Il microbiota dipende molto da quello che mangiamo

La composizione del microbiota intestinale è influenzata dall’alimentazione (se mangiamo più fibre favoriamo la crescita di batteri e altri organismi che «mangiano» fibre). A sua volta la flora intestinale condiziona la nostra digestione.

«Uno studio israeliano del 2017 ha dimostrato che se viene dato a diverse persone del pane
(integrale o bianco), alcune ingrassano e altre no. Questa differenza dipende esclusivamente
dalla composizione del microbiota intestinale. Ad alcuni consente di estrarre più energia dal
pane, mentre ad altri di estrarne di meno».

Le fibre fanno bene, ma vanno gestite

Un altro esempio: le fibre sono un ottimo nutriente, sempre raccomandato all’interno di una sana alimentazione. Non tutti, però, possono mangiarne in grandi quantità perché vengono fermentate dal microbiota intestinale.
«Se abbiamo un microbiota particolarmente fermentativo, generiamo molto gas, che può dare
semplicemente un po’ fastidio, oppure può provocare dolori addominali. Il mio consiglio, in questi casi, è di accoppiare le fibre a prodotti già fermentati, come yogurt, kefir, kimchi o miso, che rilasciano sostanze antinfiammatorie e permettono di ridurre gli effetti collaterali».

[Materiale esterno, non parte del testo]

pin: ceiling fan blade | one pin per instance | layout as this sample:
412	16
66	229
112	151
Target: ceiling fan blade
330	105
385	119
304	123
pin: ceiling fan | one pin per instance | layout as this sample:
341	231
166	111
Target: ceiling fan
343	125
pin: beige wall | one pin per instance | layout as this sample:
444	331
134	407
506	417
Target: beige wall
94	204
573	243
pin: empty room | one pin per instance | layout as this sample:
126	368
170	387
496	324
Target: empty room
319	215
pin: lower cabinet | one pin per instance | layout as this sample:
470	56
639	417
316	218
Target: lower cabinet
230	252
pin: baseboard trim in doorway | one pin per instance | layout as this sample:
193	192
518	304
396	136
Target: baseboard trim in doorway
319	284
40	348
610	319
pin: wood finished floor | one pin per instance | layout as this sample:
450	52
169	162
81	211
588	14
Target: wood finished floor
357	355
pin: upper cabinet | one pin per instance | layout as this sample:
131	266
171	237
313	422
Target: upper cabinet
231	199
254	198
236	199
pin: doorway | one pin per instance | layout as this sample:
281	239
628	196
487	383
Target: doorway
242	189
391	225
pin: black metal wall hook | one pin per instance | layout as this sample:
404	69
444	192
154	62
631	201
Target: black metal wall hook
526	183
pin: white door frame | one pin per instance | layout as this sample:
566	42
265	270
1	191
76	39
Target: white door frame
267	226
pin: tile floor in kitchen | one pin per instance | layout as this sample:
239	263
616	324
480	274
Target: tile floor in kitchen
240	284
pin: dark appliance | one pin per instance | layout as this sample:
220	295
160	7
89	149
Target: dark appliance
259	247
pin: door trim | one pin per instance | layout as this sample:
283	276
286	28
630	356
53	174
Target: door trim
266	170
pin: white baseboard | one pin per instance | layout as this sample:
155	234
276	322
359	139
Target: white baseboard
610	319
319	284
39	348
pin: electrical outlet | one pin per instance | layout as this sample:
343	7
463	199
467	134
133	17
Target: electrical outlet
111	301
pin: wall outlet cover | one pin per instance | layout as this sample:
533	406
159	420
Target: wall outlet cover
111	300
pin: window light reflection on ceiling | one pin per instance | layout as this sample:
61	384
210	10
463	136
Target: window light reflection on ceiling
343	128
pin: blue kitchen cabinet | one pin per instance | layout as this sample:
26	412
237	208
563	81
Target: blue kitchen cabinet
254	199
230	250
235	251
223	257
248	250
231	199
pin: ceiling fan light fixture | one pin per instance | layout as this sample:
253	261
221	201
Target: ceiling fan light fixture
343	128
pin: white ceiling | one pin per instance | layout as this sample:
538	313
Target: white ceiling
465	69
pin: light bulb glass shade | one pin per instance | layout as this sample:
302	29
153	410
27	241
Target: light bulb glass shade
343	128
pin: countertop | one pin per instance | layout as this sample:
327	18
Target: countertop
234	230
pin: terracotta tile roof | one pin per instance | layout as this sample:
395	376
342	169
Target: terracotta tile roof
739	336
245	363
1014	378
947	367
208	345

Dieta personalizzata: quali sono le analisi utili?

Per capire quali sono le proprie necessità alimentari e personalizzare al massimo la dieta, si può giocare su più e altri fronti. In genere un semplice esame del sangue completo è sufficiente per evidenziare possibili problemi nel metabolismo degli alimenti o eventuali carenze nutrizionali.

La lipodomica

Analisi più specifiche, come quella lipidomica, permettono invece di scoprire se si
assume la corretta quantità di un singolo nutriente. Per individuare le variazioni
genetiche che influenzano l’alimentazione esistono esami più complessi e specialistici, per cui è
necessario rivolgersi a laboratori privati.

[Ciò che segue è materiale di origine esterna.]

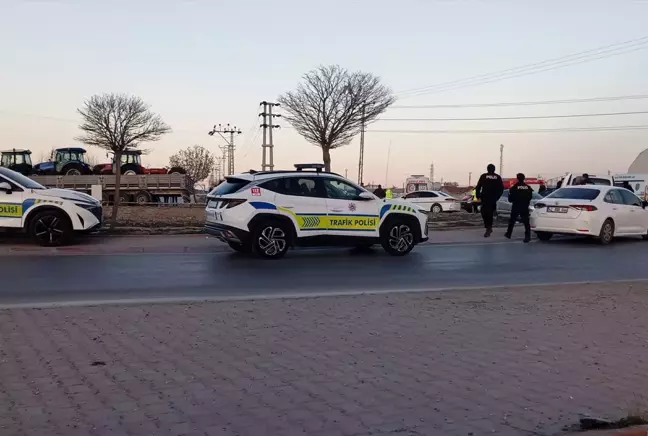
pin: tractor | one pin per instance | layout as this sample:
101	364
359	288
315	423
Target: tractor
17	160
68	161
131	164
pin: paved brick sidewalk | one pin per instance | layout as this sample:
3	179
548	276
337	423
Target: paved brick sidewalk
505	362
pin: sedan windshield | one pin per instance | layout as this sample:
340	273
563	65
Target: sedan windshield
575	193
19	179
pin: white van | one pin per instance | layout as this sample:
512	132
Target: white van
637	183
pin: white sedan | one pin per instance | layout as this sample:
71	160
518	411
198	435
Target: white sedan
434	201
603	212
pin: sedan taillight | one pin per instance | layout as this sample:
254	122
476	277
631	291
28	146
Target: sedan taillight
584	207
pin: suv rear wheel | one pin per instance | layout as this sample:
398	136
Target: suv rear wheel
271	239
397	237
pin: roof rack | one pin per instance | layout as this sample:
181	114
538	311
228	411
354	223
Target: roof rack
312	166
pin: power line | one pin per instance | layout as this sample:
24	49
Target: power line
524	103
565	129
532	117
533	68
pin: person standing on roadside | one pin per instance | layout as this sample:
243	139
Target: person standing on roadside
489	189
520	196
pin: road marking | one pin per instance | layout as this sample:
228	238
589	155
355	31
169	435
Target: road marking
297	295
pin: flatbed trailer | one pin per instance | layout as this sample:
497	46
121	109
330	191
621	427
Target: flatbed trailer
139	189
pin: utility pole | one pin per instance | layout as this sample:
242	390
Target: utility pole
387	166
361	160
502	160
228	150
267	159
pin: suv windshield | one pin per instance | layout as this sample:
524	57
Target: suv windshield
575	193
19	179
229	186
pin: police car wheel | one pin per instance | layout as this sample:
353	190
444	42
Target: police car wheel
271	240
50	228
397	238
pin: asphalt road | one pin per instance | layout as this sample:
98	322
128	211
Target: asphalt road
81	278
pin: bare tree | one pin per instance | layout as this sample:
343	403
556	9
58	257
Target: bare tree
116	122
197	161
329	107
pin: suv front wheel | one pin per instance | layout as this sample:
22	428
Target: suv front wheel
397	237
271	239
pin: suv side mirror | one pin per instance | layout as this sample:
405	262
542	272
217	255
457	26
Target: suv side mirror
4	186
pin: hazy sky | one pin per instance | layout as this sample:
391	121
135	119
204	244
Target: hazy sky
200	63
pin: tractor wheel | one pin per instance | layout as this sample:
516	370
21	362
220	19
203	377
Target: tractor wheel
177	170
72	170
130	170
142	198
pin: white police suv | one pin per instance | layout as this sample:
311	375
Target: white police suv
268	212
49	216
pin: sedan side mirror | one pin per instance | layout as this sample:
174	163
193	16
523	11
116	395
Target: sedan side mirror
6	187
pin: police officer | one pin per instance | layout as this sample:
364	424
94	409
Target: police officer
489	189
520	196
379	192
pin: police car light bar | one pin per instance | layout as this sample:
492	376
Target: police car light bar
318	167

Ascoltiamo il nostro corpo

Un’altra cosa da fare per capire se stiamo seguendo un’alimentazione adatta a noi è
sicuramente prestare attenzione ai segnali che ci manda il nostro corpo quotidianamente. La
pancia gonfia e una produzione eccessiva di gas, oppure stanchezza, dolori addominali. Anche nausea o mal di testa frequenti non sono da ignorare, specie se protratti nel tempo e in concomitanza dei pasti. In base a queste osservazioni e alle risposte ottenute dagli esami, una persona può decidere di fare scelte diverse e mirate a tavola, oppure può rivolgersi a uno specialista.